SEBI’s regulatory framework must pave the way for a tech-balanced regime
Such requirements raise the question whether IA Regulations are tailored to new-age automated advisors, which often have no human interface.
By Sidharrth Shankar & Aman Bhatia In September 2020, SEBI introduced the first set of amendments to its regulatory framework for investment advisors. While the amendments are a step towards protecting retail investors, the technology neutrality of the regulations remains doubtful.
A predominantly younger Indian demographic has recently made a shift towards using investment distribution and advisory mobile applications for equity investments. Such apps are becoming popular as they provide faster, easier and less expensive approach to investments. Automated tools used typically do not have any human intervention, as investment advice is based on a predefined algorithm, which customises investment plans for each customer platform.
On the regulatory front, SEBI first covered the aspects of robo-advisors in its discussion paper released in 2016. However, SEBI took the view that such automated tools will have to comply with the existing provisions of SEBI (Investment Advisers) Regulations, 2013—or IA Regulations—which had been framed for individuals and entities offering investment advisory services (often referred to as RIAs). SEBI also proposed additional compliance requirements.
However, specific regulations for automated investment tools are yet to be framed. It is in this light that the recent amendments to IA Regulations become even more relevant.
A significant change introduced has been the separation of an IA’s distribution and advisory roles. Other key changes introduced by the amendments include net worth requirements of Rs 50 lakh for non-individual requirements and the diktat for all ‘persons associated with the advice’ to have NISM (National Institute of Securities Markets) certifications, and experience of two years in activities related to advice in financial products or asset management.
Such requirements raise the question whether IA Regulations are tailored to new-age automated advisors, which often have no human interface. A way to resolve this could be by granting a licence and imposing post-authorisation audit requirement. A similar approach has been followed by the Monetary Authority of Singapore (MAS)—the central bank of Singapore.
In late 2019, SEBI came up with another circular aimed at regulating RIAs by way of which a restriction was imposed on RIAs from providing free trials for any products and services. SEBI also restricted RIAs from accepting part payments for any products or services offered by them. It stipulated that advisers would be required to obtain prior consent and carry out risk profiling for all customers. Such requirements could have unintended consequences for mobile-based apps. In case SEBI’s concern is that such automated tools may not be suitable for everyone, it could consider requiring mobile apps to put controls in place (such as knock-out questions) to identify and eliminate clients who are unsuitable for using such tools for investment.
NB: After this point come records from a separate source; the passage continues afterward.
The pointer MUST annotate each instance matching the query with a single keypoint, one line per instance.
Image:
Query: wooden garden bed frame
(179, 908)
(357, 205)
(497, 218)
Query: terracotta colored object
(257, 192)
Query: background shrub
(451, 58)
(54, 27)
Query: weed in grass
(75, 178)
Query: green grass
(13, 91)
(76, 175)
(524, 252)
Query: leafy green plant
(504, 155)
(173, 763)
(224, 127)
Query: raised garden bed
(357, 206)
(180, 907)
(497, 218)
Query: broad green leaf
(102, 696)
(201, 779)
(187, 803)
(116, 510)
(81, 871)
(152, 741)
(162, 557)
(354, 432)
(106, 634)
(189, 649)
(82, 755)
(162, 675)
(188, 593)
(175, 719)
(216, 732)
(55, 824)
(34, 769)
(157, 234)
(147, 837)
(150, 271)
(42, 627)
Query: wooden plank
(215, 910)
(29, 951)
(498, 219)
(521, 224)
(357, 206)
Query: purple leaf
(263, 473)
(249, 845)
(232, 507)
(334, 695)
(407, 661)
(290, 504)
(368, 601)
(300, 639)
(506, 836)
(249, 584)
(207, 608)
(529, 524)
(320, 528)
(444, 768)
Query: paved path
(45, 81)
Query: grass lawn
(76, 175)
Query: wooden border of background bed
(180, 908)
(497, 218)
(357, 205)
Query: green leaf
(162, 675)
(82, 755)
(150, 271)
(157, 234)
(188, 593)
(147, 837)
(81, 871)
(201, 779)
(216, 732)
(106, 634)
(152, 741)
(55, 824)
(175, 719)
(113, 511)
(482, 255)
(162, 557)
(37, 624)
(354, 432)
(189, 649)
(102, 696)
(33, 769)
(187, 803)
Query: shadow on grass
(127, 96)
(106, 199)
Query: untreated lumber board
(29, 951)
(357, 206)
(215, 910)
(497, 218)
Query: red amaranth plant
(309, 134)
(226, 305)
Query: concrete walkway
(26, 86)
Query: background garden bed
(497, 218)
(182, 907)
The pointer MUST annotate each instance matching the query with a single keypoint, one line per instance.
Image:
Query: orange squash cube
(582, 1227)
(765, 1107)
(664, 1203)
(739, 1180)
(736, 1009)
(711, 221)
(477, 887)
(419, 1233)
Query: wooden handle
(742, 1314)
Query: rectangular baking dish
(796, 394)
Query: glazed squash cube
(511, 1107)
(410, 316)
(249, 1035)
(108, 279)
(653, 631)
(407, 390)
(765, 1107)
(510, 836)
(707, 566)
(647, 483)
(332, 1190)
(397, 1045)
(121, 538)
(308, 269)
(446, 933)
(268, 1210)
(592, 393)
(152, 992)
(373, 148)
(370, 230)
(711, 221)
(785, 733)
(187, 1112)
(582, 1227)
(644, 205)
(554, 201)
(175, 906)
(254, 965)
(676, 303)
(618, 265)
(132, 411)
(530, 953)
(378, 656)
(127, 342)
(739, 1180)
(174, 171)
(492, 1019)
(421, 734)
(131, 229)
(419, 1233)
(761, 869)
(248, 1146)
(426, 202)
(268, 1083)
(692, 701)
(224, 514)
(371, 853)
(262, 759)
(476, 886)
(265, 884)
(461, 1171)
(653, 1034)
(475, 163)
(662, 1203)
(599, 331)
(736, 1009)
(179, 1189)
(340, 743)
A separate but related perspective is fund-raising for such new-age start-ups. Under FDI norms, foreign investment is permitted for entities engaged in ‘financial services activities’. However, the FDI policy clarifies that the automatic route is available for only such investee companies whose activities are clearly regulated by a financial services regulator. In case where the activities are only partly regulated, exempted, or where a doubt exists with respect to regulatory oversight, foreign investment is permitted only under the government-approval route. Minimum capitalisation requirements have also been imposed by the Ministry of Finance for unregulated financial services activities. In contrast, no minimum capitalisation hurdles exist for regulated financial services activities.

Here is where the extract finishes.